Cuando nada tiene sentido: cómo los estados emocionales confusos nos empujan a repetir conductas adictivas
- Ps. Daniela Cifuentes
- 13 jul
- 3 Min. de lectura
Actualizado: 16 jul
¿Alguna vez has sentido que todo da igual? Que no importa lo que hagas, nada cambia. A veces, ese estado no se siente como tristeza intensa, sino como un vacío. Un “meh” existencial. Esto puede parecer pasajero… hasta que nos damos cuenta de que estamos repitiendo ciertas conductas para no sentir eso.
Aquí es donde muchas personas se enganchan con conductas adictivas, sin siquiera darse cuenta.
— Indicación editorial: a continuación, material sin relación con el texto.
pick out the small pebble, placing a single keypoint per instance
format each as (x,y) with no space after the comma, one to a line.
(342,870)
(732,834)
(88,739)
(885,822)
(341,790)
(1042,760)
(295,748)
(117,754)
Hay momentos en los que las emociones se vuelven un enredo interno difícil de nombrar. Sentimos desgano, pero no sabemos si es tristeza, cansancio o aburrimiento. O aparece una ansiedad vaga, sin causa clara. A veces decimos que “la vida no tiene sentido”, pero sin poder explicar de dónde viene esa sensación. En psicología, entendemos estos estados como momentos de hipoactivación emocional, donde no hay claridad interna ni activación saludable del circuito de recompensa. El cuerpo y el cerebro no encuentran dirección, y por eso comienzan a buscar alivio o estímulo inmediato.
Desde la mirada gestáltica, estos son momentos donde se interrumpe el contacto genuino con la experiencia. Hay algo que no logramos sentir completamente, y eso bloquea nuestro acceso a la necesidad real. Desde la neuropsicología, es como si el sistema de regulación emocional entrara en una especie de niebla: no hay amenaza clara, pero tampoco placer. Y en ese terreno incierto, buscamos gratificación instantánea para no quedarnos atrapados.
Esto es clave para entender por qué se disparan ciertas conductas adictivas. No solo hablamos de sustancias: también puede tratarse de relaciones, redes sociales, pantallas, compras, comida o trabajo excesivo. En muchos casos, no se trata de placer, sino de escape.
Desde un enfoque cognitivo-conductual, las conductas adictivas pueden entenderse como respuestas aprendidas frente a emociones que se sienten insoportables o inentendibles. En otras palabras: cuando no entiendo lo que me pasa, hago algo que me distraiga o me calme rápido. Se activa el sistema dopaminérgico del cerebro, generando una ilusión de alivio y control momentáneo. Es un parche. Una forma de evitar sentir.
Pero esto no ocurre en el vacío. El entorno también cumple un rol importante. Desde la mirada sistémica, muchas personas han crecido en ambientes donde no se valida lo que sienten, donde se espera que siempre estén bien, o donde se normaliza el escape constante. En esos contextos, no solo es difícil identificar lo que se siente: también puede volverse peligroso expresarlo. Por eso, cuando alguien empieza a repetir una conducta adictiva, a menudo lo hace en silencio. Y ese silencio se convierte en una cárcel emocional.
Ahora bien, desde lo transpersonal, estos momentos de vacío pueden leerse de otra forma. No como un fallo o una crisis sin salida, sino como una pausa incómoda donde el ego se queda sin respuestas. Y ahí surge una pregunta más profunda: ¿qué sentido quiero construir más allá de lo que me enseñaron que era la vida?
Para que esa pregunta emerja, hay que sostener la incomodidad sin anestesiarla. No es fácil. Pero es justamente ahí donde puede empezar una transformación real.
Reconocer cuándo el “no sé qué siento” se vuelve crónico, hacer pausas intencionales para escuchar el cuerpo, nombrar aunque sea con duda lo que se experimenta, o buscar acompañamiento si se repiten patrones de escape… todo esto puede ser el primer paso. Porque cuando dejamos de tapar el vacío, empezamos a descubrir lo que verdaderamente necesita ser habitado.